Apotheken-Versorgung in Magdeburg zwischen Beratung und Online-Konkurrenz

In Magdeburg ist es präsent - das rote "A" der Apotheken. Doch die Pharmazeuten der Stadt blicken mit Sorge auf die Konkurrenz aus dem Internet. Um die Beratung vor Ort zu stärken, lassen sich die Apotheker von Magdeburgs Oberbürgermeister Dr. Lutz Trümper unterstützen.

 

Apotheken-Zeichen bei Nacht
Foto: Don Klumpp / Alamy Stock Photo

Magdeburg ohne Apotheken? Bislang ist dieses Szenario nicht denkbar.
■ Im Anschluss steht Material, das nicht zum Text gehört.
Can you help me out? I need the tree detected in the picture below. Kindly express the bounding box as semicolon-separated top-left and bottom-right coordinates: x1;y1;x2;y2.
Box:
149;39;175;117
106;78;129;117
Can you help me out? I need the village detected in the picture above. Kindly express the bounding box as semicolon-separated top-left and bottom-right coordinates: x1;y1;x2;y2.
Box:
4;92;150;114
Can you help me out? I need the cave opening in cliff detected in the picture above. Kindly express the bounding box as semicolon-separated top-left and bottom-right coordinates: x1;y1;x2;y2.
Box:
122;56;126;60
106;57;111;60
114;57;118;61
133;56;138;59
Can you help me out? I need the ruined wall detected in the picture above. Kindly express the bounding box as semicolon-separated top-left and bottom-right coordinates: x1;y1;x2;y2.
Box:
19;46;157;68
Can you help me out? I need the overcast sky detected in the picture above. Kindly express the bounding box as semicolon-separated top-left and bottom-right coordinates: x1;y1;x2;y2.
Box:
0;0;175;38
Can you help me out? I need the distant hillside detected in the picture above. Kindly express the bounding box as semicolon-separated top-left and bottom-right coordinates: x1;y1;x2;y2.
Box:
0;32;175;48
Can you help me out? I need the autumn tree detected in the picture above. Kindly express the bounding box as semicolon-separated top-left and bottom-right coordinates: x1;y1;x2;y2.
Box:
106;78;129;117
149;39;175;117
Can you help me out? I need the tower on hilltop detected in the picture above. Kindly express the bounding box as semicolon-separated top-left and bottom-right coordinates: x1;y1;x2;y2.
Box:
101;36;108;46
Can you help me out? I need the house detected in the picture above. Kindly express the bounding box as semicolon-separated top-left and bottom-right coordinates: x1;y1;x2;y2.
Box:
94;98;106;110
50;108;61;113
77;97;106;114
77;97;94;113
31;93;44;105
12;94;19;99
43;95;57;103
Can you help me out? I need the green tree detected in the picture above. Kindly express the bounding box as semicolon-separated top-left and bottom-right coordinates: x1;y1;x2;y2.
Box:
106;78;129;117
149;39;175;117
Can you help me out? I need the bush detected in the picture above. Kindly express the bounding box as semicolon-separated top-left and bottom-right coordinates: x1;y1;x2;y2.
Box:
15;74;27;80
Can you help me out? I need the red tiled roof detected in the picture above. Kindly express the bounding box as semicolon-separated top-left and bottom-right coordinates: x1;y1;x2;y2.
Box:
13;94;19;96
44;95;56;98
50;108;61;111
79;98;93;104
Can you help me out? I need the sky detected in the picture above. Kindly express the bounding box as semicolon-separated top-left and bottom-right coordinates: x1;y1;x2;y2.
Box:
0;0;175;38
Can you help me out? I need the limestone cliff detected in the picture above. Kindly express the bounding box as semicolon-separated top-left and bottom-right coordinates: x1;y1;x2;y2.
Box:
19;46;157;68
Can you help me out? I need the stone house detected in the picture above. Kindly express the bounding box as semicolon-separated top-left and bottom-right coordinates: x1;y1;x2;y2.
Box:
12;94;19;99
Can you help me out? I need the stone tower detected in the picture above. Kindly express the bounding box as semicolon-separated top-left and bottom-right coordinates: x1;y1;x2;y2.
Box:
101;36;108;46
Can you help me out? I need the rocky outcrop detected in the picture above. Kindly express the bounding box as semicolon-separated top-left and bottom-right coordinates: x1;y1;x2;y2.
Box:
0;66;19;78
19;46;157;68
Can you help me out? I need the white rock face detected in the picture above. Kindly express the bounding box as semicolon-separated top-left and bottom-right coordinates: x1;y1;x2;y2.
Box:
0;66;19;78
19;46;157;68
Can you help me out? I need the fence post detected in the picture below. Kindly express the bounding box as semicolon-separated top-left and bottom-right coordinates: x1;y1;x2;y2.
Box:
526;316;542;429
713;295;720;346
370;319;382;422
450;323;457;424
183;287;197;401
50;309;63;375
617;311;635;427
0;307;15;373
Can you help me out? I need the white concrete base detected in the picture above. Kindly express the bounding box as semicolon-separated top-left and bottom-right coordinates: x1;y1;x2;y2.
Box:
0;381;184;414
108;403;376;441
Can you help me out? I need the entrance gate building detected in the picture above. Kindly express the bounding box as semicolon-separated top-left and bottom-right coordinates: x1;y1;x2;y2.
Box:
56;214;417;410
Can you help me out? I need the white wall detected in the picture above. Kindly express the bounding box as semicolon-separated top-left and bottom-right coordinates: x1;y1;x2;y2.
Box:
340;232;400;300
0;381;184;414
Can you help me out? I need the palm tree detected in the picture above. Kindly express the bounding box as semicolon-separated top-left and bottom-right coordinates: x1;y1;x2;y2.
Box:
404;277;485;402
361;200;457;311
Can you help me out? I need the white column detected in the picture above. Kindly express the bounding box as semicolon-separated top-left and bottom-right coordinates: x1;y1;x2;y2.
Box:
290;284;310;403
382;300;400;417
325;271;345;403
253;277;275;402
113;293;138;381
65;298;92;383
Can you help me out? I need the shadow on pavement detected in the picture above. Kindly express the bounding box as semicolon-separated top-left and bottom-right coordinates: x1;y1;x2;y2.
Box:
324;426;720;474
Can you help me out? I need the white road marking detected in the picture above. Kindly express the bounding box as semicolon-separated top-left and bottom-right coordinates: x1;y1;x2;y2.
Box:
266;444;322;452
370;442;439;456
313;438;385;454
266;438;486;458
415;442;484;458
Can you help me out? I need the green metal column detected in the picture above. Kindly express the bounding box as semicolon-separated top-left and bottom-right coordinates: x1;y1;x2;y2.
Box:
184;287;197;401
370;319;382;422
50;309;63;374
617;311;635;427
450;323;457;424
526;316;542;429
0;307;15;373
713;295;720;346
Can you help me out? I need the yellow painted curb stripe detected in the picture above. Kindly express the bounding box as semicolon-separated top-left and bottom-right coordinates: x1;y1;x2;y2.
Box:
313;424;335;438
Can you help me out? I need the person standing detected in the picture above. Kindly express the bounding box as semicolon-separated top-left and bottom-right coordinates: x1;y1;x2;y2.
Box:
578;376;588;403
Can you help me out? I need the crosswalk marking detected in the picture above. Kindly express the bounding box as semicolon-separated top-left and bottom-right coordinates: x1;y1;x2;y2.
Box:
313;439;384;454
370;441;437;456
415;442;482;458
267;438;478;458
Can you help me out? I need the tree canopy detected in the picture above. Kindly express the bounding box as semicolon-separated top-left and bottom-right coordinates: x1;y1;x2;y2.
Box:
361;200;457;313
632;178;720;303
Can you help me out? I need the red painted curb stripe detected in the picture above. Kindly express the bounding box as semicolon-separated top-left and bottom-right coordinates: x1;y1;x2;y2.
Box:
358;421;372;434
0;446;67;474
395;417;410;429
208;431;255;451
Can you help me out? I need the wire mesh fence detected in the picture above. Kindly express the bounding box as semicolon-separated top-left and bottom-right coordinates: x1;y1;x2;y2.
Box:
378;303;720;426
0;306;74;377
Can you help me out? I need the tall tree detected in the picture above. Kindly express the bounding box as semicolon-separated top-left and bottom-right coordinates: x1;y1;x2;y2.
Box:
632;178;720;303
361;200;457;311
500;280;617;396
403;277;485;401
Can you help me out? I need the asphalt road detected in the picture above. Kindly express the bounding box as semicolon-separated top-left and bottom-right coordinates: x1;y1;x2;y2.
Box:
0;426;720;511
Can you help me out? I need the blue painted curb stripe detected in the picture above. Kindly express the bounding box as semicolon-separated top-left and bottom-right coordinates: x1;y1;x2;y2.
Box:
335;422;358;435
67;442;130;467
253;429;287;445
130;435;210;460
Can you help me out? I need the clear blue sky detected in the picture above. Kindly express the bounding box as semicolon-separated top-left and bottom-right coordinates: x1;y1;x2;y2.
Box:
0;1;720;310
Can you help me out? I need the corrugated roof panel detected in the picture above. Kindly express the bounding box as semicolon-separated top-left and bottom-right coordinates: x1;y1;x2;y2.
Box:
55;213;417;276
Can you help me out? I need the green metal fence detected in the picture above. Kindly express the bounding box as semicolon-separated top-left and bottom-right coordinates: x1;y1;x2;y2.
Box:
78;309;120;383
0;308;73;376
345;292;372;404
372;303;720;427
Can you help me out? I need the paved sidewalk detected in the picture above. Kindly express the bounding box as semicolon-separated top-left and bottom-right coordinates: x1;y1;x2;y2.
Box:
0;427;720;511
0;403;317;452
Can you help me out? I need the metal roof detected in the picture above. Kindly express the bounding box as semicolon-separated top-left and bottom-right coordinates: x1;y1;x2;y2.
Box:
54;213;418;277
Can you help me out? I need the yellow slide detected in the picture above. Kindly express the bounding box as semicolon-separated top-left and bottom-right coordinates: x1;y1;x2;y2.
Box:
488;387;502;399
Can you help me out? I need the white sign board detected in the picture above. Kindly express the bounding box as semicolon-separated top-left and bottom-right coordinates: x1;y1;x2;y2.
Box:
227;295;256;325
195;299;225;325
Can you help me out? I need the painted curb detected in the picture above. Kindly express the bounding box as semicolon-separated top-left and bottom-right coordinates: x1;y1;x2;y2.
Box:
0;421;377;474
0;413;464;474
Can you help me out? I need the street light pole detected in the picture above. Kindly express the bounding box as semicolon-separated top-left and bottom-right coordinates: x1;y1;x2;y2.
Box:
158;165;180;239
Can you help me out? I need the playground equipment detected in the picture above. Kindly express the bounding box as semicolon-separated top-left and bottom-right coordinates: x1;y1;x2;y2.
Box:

Doch die Apotheker der Stadt blicken mit Sorge auf die Konkurrenz aus dem Internet. Mit einem Foto-Shooting der Bundesvereinigung Deutscher Apothekerverbände wollen die Magdeburger deshalb auf ihre fachlichen und kundenorientierten Dienstleistungen aufmerksam machen. Dafür haben sich die Pharmazeuten Unterstützung von Magdeburgs Oberbürgermeister Dr. Lutz Trümper geholt: "Aktuell nehme ich wahr, dass wir eine gute Apothekenversorgung in der Stadt haben. Die Menschen sind auch mit ihren Apotheken zufrieden. Aber der Internethandel wird die Versorgung vor Ort verändern. Auch Apotheken werden unter Druck geraten, genauso wie andere stationäre Einrichtungen", heißt es in einer Mitteilung. "Ich weiß nicht, ob die Apotheke sich gegenüber dem Internethandel behaupten und ob die Apotheke mit ihrer guten Beratung vor Ort ihre Kunden halten kann. Das ist schwer vorherzusagen. Noch ist etwas Zeit, um zu schauen, wie sich die Apotheken weiter entwickeln können. Die Situation, wie ich sie erlebe ist, dass hauptsächlich ältere Menschen in die Apotheke gehen und die Jugend fast nur noch im Internet bestellt."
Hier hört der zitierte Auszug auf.